Hi Manish, first of all your article is super cool for real. But every single tutorial about PCA talks about only extracting the important features from the data frame. No where i have come across they are talking about how we build a model with the extracted important PCA components. Since I am new to R I would love to see you explain it in R .

Consider that I am handling a classification problem

Data frame called train that has columns Var1, Var2, Var3………Var19 , output

The output column is the classifier(the one I want to predict in my test dataset) with features Var1… VAr19

here are my questions

I remove the output variable and apply prcomp to the remaining dataset(new_dataset)

How do I merge the output variable to the PCA components ?

Consider am trying to use simple logistic regression

Logmodel = glm(output~. data= new_dataset)

Predict (Logmodel, newdata= testdata)

is this correct ?

should I apply the PCA to the test data too ?

Hi Manish,

Thanks for the informative article. I have used PCA in SAS during scorecard development and it suggested to drop way too many variables than what I would have preferred to (I prefer to keep a few vars from each var category atleast to start with). Even after adjusting the eigen value threshold the number of vars being sacrificed was a lot. So I ended up using a simple correlation matrix approach which selects and retains highest IV variable from a group of correlated vars based on the correlation matrix with a 80% or 70% correlation threshold. Then at the regression stage I used VIF option to capture multi collinearity.

Very nice article and quite informative. Thanks a lot for making us aware of variable reduction technique. It’ll be very good if you can further show how these 30 components can be used for modelling? An example will be very good to know.

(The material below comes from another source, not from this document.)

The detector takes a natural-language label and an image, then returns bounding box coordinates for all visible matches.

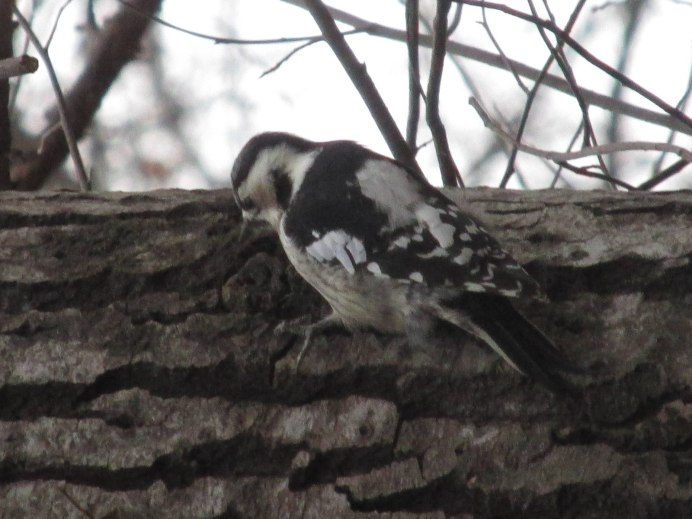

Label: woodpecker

Hi Manish can please also explain me how do you use those components to create a model and then predict. I would love to see the code for building the model and prediction in R. Because every tutorial I see they explain only till the point of extracting the components and nobody proceeds further, that is were I am struck. Kindly help me with that.

Hello Manish, This is really great article. i learned a lot from this article. Can you please write a article on selection of logistic vs decision trees vs bagging vs svm for a given dataset?How to select which method is good for certain kind of dataset?

I never usually respond to blog posts or articles but I feel sufficiently impressed (and grateful!) to do so here. Thank you so much for a well structured breakdown of PCA, taking the reader through, step by step, the technique used and the underlying rationale.